Vous m'oublierez : La neige sera de retour,

Le monde bleu dans la lumière tremblera.

Vous aimerez des villes au soleil marin.

 

Trace des pas, fumée des mots sur la terre,

L'amour jetait au milieu de la vie

Une étoile, une fête, une vaine étincelle.

 

Vous m'oublierez :  les yeux resplendiront,

Les lèvres, les dents heureuses, les corps pareils

À l'herbe., au feu, à la rivière de juin.

 

Quelles étaient ces paroles dans l'ombre,

 Les jours se constellaient de nos regards,

Dans la joie même la joie se consumait.

 

Vous m'oublierez :  rien ne demeurera

De ce qui fut ce cœur tissé de songes.

Le sang, la peine, l'image et le désir

L’auront quitté sous la cendre et la nuit.

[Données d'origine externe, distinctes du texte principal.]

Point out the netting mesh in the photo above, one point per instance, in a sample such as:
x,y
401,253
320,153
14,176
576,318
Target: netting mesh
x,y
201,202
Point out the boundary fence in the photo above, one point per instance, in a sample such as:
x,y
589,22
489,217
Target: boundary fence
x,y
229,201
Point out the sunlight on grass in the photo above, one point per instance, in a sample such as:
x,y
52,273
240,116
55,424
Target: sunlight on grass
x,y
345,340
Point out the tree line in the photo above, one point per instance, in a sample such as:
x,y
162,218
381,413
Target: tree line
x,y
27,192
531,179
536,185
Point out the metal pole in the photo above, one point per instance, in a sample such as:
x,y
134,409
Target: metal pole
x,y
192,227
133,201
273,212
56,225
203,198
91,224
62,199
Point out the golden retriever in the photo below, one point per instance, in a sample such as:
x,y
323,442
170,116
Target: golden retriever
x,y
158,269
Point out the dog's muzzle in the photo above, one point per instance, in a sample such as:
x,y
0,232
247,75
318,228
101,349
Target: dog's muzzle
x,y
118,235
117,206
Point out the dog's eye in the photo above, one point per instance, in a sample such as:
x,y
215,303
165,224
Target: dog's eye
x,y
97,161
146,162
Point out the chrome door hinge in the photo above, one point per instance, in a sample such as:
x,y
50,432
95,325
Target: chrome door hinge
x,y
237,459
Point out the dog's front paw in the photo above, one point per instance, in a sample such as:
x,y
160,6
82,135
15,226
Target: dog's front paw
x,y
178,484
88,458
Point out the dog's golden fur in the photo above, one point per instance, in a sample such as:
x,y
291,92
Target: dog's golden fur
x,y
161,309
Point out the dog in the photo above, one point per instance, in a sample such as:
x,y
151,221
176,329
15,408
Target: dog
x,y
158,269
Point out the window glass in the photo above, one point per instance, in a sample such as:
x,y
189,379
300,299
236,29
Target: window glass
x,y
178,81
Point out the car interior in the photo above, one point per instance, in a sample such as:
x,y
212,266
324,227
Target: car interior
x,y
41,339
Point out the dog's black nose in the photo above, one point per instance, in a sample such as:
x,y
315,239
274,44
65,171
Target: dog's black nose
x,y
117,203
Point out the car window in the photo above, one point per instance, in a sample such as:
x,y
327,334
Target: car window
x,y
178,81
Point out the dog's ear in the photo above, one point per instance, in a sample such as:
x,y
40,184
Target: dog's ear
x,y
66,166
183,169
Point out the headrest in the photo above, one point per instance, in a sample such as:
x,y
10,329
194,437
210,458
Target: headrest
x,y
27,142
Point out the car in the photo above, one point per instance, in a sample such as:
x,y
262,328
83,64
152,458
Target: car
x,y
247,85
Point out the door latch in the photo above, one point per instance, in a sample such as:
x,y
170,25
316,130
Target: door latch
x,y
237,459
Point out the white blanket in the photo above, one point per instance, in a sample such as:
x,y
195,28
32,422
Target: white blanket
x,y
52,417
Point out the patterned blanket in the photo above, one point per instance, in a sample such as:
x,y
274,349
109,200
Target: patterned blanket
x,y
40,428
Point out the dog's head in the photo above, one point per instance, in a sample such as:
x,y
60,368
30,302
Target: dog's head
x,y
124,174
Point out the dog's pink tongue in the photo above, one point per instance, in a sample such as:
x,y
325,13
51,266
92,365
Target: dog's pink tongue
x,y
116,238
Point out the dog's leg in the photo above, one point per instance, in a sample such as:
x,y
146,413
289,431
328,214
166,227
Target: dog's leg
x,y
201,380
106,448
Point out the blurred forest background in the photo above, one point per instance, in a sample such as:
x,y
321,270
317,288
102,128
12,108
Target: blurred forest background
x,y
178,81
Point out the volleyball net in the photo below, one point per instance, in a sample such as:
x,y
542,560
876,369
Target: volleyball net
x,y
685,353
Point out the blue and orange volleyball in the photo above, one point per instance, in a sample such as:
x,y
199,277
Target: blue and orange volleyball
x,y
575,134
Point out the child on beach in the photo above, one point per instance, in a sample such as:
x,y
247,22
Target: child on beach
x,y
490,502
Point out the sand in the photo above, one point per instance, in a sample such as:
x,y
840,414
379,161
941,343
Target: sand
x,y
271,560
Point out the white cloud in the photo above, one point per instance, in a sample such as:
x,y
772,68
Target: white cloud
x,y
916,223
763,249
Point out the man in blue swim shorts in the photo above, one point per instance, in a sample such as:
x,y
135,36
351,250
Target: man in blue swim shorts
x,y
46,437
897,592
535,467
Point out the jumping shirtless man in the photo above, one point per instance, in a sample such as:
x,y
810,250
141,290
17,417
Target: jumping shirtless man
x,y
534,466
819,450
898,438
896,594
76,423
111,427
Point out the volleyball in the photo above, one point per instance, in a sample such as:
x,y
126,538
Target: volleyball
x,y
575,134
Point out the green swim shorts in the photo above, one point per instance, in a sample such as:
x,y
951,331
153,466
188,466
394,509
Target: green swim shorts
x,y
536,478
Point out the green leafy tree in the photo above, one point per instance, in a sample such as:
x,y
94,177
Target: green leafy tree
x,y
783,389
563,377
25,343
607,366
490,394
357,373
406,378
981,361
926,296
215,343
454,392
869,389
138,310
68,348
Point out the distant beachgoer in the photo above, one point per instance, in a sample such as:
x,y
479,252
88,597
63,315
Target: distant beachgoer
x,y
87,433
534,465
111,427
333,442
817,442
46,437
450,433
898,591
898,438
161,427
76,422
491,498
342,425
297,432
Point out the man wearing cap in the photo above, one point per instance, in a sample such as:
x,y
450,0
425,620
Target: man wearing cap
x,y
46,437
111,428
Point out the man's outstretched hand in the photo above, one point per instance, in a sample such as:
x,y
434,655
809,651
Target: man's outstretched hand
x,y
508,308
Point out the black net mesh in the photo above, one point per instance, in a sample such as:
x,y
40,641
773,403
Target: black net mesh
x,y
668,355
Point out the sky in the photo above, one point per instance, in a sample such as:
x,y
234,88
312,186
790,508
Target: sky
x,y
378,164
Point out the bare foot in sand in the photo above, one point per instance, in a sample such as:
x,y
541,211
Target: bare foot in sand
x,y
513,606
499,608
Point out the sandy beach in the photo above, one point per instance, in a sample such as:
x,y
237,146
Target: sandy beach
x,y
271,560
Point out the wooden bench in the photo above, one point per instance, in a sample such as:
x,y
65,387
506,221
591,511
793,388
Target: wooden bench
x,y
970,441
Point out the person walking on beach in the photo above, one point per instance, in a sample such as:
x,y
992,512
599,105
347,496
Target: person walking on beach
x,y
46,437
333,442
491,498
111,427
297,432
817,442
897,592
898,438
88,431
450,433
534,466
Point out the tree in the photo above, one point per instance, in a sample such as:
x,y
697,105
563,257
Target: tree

De nouveau que le ciel sera jeune

Et printanier l'hiver ! ! Vous m'oublierez.

 

Georges-Emmanuel Clancier, Le Paysan céleste, 1943, Poésie Gallimard

 

Jean Diharsc

choix Éliette Vialle 

 

Je déferai lentement les mémoires inutiles,

décrocherai des murs

les ombres,

traces de doigts qui saignaient un peu trop.

 

J'ouvrirai grand la porte pour battre la poussière.

 

M'en irai au vent voir si quelqu'un sourit.

 

Ou seul,

mais allégé de ce qui m’encombrait.

 

Le pas de porte mène à la mer.

À moi.

 

***

 

Alors, on se dira qu'il ne pleut pas, 

que le soleil défait les rides, 

que tout l'endroit fait un envers. 

 

Quelqu'un marche au milieu des oiseaux, 

si le beau n'est que rêve, 

il reste le désir. 

 

L'arbre et le possible. 

 

Libre, serein, 

sans compte à rendre. 

Sans jeu et sans silence. 

 

Les mots font un toit,

je n'aurai jamais froid. 

 

Le jour sera bleu, 

tranquille

à la hauteur de moi. 

 

En paix. 

Enfin, comme un temps de saison. 

Le luxe de vivre. 

 

Cela me suffira.

 

***

De la ville à la lune,

tout allait à la mer,

comme indéfinissable

 

le soir n'était de rien,

de tout,

d'un coucher au lever,

 

les pas posés,

ici,

ailleurs,

fidèles à mon histoire,

 

falaise au champ de blé.

 

Un reflet de lumière,

,

du bleu au vert,

du fond des yeux.

 

Magie douce et profonde,

chemin de ronde toujours recommencé.

 

Au loin,

on devinait le rêve.

 

©jeandiharsce

 

Étienne Faure

choix François Minod

 

 

Mémoires et queues de cerises

 

 « Quoi d'autre ? Les cerises sont mûres. »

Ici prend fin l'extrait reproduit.